Code coverage is a combination of metrics that measure how your code is covered by unit tests. To get the code coverage information displayed in TeamCity for the supported tools, first we need to configure it in the dedicated section of a Build Runner settings page.
For instance, for Maven build step, at the bottom of the configuration page, we can find the Code Coverage section. We can choose the code coverage runner and specify which binaries should be inspected.
After the test execution, the coverage metrics are presented on the build overview page. We can view the full report on the Code Coverage tab.
Metadata in tests
Sometimes you need to provide more data with the test results. For instance, include a screenshot, add some numeric data, or just provide any description. This is useful when we need to analyze why the test failed and any additional information can help save precious time.
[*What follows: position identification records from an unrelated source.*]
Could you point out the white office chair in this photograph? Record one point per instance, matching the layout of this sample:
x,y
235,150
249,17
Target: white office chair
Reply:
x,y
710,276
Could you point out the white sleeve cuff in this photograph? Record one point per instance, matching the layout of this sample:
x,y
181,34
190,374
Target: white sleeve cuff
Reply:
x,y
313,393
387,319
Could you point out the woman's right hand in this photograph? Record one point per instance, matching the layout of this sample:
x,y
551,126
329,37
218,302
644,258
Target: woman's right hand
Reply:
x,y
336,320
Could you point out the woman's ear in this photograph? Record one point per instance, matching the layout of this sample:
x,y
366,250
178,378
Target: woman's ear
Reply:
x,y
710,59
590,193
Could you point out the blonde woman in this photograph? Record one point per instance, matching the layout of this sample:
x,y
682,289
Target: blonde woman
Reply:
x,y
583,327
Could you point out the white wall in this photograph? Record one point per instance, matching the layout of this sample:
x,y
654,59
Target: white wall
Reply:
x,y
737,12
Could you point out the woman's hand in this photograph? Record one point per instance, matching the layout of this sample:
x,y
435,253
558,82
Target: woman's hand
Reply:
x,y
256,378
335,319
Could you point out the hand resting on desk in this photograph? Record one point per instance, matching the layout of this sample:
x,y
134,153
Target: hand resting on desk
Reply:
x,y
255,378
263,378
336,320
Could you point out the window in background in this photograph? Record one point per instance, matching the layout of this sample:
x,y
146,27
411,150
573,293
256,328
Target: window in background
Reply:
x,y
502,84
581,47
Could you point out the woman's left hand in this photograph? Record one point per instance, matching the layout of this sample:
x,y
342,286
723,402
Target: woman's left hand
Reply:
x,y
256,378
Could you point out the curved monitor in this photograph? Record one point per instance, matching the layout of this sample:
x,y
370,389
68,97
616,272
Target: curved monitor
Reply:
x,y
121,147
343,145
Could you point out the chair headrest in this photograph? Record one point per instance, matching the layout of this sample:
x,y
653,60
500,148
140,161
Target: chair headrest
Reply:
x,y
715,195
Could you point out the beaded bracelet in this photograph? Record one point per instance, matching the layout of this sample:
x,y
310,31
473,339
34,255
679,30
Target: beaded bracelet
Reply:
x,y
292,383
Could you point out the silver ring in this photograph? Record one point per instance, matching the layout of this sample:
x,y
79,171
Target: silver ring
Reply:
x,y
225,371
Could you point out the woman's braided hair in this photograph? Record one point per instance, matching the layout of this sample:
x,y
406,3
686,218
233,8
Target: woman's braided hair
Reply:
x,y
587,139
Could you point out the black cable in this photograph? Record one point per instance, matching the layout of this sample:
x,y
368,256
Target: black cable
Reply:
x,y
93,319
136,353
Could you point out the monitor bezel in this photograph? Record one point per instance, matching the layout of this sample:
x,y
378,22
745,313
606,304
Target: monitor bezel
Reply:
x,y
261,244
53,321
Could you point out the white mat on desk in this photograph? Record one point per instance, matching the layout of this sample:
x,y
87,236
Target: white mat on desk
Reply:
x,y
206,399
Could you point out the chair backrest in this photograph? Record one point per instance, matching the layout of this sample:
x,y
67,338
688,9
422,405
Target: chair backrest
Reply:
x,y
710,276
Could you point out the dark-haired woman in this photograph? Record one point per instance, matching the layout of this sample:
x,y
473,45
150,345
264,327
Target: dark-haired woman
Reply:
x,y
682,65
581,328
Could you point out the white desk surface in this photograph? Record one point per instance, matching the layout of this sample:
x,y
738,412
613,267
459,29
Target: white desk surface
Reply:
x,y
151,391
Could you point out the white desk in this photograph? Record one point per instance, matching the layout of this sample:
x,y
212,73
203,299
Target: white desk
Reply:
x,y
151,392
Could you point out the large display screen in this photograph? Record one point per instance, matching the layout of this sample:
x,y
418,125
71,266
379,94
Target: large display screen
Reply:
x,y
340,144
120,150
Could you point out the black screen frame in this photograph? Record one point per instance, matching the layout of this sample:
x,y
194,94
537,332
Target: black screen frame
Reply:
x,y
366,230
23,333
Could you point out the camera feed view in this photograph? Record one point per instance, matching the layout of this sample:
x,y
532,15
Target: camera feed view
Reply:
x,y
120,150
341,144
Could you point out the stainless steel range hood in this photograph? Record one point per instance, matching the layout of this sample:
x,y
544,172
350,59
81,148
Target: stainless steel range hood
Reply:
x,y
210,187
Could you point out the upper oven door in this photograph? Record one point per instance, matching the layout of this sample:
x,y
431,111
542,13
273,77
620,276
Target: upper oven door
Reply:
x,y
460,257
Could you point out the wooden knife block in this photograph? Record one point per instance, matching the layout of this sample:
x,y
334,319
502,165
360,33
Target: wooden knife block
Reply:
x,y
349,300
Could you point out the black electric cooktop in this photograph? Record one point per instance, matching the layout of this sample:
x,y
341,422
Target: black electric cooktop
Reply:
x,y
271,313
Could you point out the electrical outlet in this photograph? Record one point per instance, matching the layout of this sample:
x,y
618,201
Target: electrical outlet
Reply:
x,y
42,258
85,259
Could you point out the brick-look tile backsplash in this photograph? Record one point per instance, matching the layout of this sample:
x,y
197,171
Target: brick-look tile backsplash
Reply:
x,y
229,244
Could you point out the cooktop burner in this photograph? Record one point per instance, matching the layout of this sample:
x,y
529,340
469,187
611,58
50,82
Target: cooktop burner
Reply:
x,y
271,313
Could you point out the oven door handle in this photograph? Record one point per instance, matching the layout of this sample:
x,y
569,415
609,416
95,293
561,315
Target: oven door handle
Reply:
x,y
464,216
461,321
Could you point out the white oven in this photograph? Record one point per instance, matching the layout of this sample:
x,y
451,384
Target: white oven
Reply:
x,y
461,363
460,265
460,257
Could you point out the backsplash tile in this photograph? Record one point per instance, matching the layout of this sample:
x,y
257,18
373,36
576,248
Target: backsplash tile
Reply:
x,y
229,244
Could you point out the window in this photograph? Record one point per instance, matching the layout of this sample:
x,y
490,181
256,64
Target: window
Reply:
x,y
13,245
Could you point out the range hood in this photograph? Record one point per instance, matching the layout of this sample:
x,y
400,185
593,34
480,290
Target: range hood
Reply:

In TeamCity, a test may be associated with some information – the metadata. The types of data that we can associate with the test is text, numeric values, images, and files that are published as build artifacts.
We can use service messages to associate the data with the test. The data is then rendered with the test results:
For more about metadata in tests, read this blog post.
Risk group tests re-ordering
A test suite with a large number of tests takes some time to execute. Sometimes, for large suites, the execution time can be many hours. What if the very last test fails and we want to rerun the test suite? Would we need to wait a few more hours just to learn that the same test fails again? Instead, it would be nice to run the recently failed tests first.